In many cases of internal headphone interference, unwanted radio waves within the device are superimposed on top of the signals required for communication, which creates noise and causes the audio to skip.
Here we used commercial products to measure the minimum reception level of a 2.4 GHz signal to verify differences in the likelihood of audio skipping due to design countermeasures to prevent interference within Bluetooth devices.
In terms of internal device interference, large graph values indicate that communication is possible even with a weak signal and the audio is unlikely to skip.
We were able to verify various levels depending on the product, but why are they so different?
We verified the reason why such differences occur using Product A, where audio skipping was frequently observed, and Product D, where that problem was not often observed.
In order to know the differences between the minimum reception levels of Product A and Product D, we observed the noise spectrum received by the antenna. Signals flow through a Bluetooth antenna to communicate, but communication failures occur if noise gets into the signal flow.
The left side of Figure 3 shows Product D, which has good reception sensitivity, and the right side shows Product A, which has poor sensitivity.
The red areas on the graph show the noise level when the power supply is turned off, and the blue areas show the noise level during pairing.
Bluetooth uses frequency hopping, so the communication signals appear as a narrowband spectrum. Due to high sensitivity, the communication signals were only verified on Product D, and no other spectrum appeared.
In contrast, a spectrum with a frequency band of around several MHz was verified on Product A with its poor sensitivity. (Red colored marks)
Because Bluetooth uses hopping during communication, when this type of noise spectrum occurs across all communication frequency bands, noise mixes with the communication signal and degrades the sensitivity.
To investigate the cause of the wideband noise shown by the red marks, we measured the magnetic field distribution on the board surface of Product D. (Figure 4)
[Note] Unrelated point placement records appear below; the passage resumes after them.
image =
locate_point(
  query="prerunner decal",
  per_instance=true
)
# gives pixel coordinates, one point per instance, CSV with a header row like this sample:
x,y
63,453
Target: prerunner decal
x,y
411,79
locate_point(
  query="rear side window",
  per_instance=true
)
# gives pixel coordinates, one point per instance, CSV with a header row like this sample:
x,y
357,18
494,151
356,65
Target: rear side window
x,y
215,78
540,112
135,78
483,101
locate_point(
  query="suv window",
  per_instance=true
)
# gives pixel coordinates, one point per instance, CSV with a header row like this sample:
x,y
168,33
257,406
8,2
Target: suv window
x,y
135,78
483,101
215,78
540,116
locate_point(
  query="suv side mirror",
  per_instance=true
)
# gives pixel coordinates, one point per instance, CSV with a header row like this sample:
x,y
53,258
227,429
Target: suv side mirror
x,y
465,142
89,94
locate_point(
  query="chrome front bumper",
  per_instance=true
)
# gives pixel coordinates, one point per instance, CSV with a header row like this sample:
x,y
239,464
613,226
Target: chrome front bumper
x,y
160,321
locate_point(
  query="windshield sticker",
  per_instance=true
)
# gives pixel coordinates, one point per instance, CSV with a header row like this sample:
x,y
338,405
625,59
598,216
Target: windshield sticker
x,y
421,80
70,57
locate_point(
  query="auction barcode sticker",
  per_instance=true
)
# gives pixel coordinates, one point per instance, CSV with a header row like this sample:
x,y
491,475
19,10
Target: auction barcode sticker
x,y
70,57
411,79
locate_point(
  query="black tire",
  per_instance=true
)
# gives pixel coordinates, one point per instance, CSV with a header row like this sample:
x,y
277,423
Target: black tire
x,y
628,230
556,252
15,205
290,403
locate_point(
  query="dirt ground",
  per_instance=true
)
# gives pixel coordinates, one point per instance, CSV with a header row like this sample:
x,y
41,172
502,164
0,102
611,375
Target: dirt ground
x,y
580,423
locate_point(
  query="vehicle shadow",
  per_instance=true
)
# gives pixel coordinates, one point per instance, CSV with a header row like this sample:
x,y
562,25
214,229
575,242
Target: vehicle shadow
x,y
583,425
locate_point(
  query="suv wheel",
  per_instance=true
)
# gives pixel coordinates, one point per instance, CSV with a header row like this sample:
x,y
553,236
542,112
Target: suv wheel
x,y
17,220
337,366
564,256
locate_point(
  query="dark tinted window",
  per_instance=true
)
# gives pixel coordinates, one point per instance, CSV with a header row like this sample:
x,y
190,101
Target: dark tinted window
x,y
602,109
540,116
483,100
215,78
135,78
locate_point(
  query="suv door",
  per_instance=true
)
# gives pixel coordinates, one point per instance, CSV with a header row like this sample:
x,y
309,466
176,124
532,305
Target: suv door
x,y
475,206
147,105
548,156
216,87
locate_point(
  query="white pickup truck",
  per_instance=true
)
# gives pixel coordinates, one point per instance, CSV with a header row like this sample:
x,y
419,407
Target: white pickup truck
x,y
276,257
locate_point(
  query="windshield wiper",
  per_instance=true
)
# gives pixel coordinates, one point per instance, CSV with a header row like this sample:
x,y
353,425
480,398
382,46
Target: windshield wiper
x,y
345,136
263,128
Because the noise source differs in actual noise suppression depending on the setting and situation, it is very important to identify the circuit location for effective noise reduction in advance.
The right side of Figure 4 shows the results for the magnetic field distribution strength when the frequency is fixed to 2.4 GHz. The red area represents a strong magnetic field, which indicates that the Bluetooth RF-IC with a particularly high magnetic field strength in the DC-DC converter circuit area, would be an effective location for noise suppression.
This noise is switching noise which occurs when generating power internally, and we can presume that the higher harmonics of the switching frequencies are occurring in the 2.4 GHz band.
Here we will introduce some countermeasures to deal with this problem.
Figure 5 shows the measurement environment used to take measurements and the result of measuring noise coupled with the Bluetooth antenna.
An extremely high level of noise was observed, which requires noise suppression to reduce the level.
When implementing Bluetooth noise suppression, there are two key implementation areas.
The first area is the power supply line, and the second is the clock line.
Because the power supply line generates higher harmonics due to switching, and the higher harmonics of the clock signal extends into the 2.4 GHz band, noise is generated in the Bluetooth signal. Filtering is an effective way to suppress noise conduction.
At Murata, we have commercialized two types of filters which are designed to remove noise in the 2.4 GHz band.
The first type includes the BLF02RD and LQZ02HQ filters for power supply lines, and the second type consists of the LQZ02HQ series for clock lines.
The characteristics of each filter type are introduced below.
Table 1 and Figure 6 show the representative electrical specifications and insertion loss frequency characteristics of the BLF02RD and LQZ02HQ filters used for noise suppression in this instance.
In many cases, the power supply line and clock line are major sources of noise and using the appropriate filter in those circuit areas is an effective solution.